|One of Bud Hensgen's traditional landscapes|
Like many artists, Gallery Underground member Bud Hensgen has never been far away from art."I was always the kid in class who could draw," says Hensgen. "Even when I went into the Foreign Service, I took my paints with me." After his 30-year Foreign Service career came to a close, he began painting even more, taking a class from Jane McElvany Coonce through adult education [Coonce is also a gallery member].
In this class, Hensgen began doing traditional landscapes in oil, which he enjoyed then and still enjoys. He began entering shows and displaying work at venues, making a name for himself as a skilled traditional landscape painter.
To grow as an artist, Hensgen began taking additional classes at the Torpedo Factory through the Art League in Alexandria, VA, studying with well-known abstract artist Joyce McCartin - this time in acrylic. "This," says Hensgen, "was a very different painting experience. There is a spirit of play with abstracts; you go into it with no expectations, and play with the medium." Many traditional painters find when they begin painting abstracts that they have suddenly lost the "safety net" of a photo or object they are basing their painting on - despite this, Hensgen was energized. "You immediately get into a dialogue with the painting; the panorama is so wide when you're not in a dialogue with a "thing" - and only in a dialogue with the canvas," he says
|Acrylic abstract by Bud Hensgen|
This experience encouraged Hensgen to look at other artists' abstract paintings, in museums and in books. "Your horizon really expands when you look at famous abstracts; you learn an appreciation for their work."

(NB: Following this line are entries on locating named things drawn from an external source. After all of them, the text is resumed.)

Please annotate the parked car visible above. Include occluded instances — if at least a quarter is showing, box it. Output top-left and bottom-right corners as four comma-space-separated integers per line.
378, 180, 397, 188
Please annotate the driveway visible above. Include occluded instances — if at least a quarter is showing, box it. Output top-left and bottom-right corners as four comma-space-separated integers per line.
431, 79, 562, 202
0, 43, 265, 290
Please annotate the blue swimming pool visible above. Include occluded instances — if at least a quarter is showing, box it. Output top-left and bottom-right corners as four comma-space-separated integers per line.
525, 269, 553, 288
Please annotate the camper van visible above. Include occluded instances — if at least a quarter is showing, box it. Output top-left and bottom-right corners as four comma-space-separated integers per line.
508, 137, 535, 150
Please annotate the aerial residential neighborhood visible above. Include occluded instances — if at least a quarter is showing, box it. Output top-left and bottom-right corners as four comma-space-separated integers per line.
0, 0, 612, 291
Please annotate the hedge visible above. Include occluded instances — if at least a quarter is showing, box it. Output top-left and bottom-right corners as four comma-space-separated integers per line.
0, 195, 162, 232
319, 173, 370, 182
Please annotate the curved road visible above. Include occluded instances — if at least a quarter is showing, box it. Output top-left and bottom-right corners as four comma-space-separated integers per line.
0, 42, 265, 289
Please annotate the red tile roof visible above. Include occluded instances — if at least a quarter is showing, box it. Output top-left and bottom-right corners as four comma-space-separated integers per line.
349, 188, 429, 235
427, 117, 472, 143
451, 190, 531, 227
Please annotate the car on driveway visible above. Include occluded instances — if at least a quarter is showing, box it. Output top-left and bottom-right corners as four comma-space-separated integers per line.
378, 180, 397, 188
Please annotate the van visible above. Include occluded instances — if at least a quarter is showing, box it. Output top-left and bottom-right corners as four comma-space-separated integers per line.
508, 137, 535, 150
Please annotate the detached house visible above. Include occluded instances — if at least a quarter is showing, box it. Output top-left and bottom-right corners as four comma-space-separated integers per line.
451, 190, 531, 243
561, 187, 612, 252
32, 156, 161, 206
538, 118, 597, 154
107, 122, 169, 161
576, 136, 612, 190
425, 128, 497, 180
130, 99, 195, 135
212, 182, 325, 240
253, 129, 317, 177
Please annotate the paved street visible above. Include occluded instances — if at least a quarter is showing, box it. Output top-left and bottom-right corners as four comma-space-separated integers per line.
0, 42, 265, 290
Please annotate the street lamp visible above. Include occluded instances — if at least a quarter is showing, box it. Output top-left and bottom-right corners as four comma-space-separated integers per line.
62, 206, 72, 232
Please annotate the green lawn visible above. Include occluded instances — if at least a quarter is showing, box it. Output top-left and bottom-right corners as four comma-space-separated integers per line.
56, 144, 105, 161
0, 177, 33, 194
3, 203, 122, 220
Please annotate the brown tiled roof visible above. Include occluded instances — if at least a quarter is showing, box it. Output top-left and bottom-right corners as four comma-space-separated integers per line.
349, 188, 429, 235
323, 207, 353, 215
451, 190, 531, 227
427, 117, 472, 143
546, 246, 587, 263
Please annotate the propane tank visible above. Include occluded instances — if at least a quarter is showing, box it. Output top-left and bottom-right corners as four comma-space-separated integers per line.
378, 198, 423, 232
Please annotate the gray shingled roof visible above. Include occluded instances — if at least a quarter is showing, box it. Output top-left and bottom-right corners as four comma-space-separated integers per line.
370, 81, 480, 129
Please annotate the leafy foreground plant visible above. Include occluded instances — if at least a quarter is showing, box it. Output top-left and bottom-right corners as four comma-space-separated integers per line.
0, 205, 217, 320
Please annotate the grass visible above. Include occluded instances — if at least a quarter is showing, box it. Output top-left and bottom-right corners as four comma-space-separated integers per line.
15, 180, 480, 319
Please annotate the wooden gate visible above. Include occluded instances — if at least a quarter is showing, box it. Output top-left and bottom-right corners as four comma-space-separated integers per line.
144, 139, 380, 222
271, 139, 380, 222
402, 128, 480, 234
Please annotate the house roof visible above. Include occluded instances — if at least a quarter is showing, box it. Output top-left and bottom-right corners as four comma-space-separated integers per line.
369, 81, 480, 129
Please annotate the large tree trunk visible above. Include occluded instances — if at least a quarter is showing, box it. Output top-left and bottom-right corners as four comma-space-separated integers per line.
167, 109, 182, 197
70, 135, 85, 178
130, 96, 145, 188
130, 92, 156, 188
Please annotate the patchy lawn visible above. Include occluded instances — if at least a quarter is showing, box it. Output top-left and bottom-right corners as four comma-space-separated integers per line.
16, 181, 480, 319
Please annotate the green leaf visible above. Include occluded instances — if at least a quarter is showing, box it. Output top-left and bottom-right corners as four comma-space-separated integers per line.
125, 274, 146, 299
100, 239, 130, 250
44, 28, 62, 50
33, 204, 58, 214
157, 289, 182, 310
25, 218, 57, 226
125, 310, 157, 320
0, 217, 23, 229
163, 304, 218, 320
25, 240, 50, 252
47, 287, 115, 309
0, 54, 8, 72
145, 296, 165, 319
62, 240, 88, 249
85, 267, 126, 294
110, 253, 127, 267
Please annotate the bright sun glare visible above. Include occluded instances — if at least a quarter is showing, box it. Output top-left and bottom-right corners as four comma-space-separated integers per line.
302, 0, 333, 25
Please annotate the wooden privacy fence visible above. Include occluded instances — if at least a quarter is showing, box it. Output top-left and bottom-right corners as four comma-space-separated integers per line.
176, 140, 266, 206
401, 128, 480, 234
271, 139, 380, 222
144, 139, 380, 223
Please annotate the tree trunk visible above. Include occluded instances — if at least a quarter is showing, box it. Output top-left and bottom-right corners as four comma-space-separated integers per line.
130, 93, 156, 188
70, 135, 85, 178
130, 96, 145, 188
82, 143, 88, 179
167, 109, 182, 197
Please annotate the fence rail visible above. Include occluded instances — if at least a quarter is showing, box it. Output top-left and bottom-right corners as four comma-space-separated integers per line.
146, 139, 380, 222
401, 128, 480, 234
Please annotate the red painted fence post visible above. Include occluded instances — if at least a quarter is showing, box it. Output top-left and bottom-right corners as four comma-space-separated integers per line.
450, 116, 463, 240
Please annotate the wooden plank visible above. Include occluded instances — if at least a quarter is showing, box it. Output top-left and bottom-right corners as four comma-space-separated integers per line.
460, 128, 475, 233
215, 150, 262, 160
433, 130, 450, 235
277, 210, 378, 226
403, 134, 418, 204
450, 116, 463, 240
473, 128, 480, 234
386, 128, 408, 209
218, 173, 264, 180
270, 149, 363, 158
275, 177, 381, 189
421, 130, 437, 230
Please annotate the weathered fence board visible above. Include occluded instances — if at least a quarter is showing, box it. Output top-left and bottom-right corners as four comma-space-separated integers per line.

Honing his abstract skills with additional classes, Hensgen has now become known for his large-scale abstracts. Hensgen feels that with abstract painting, there is more ego involved. "I find that abstracts are much more personal than traditional works; there is more 'you' in an abstract." Artists who have done both types of paintings will no doubt agree; although many painters will "abstract" a traditional still-life or scene - or use something as a jumping-off point - there is much more of the artist's imagination involved in a pure abstract painting. What Hensgen really enjoys about abstract is the idea of "color as color; form as form; two forms speaking to each other."
Many abstract artists work in series; it can be scary when the series is finished. "When you work on an abstract series and then finish it, you have to get a new inspiration," Hensgen says. "You are walking a bit in the desert." He will, like many artists, continue to work in both mediums, enjoying the journey of working in two very opposing disciplines.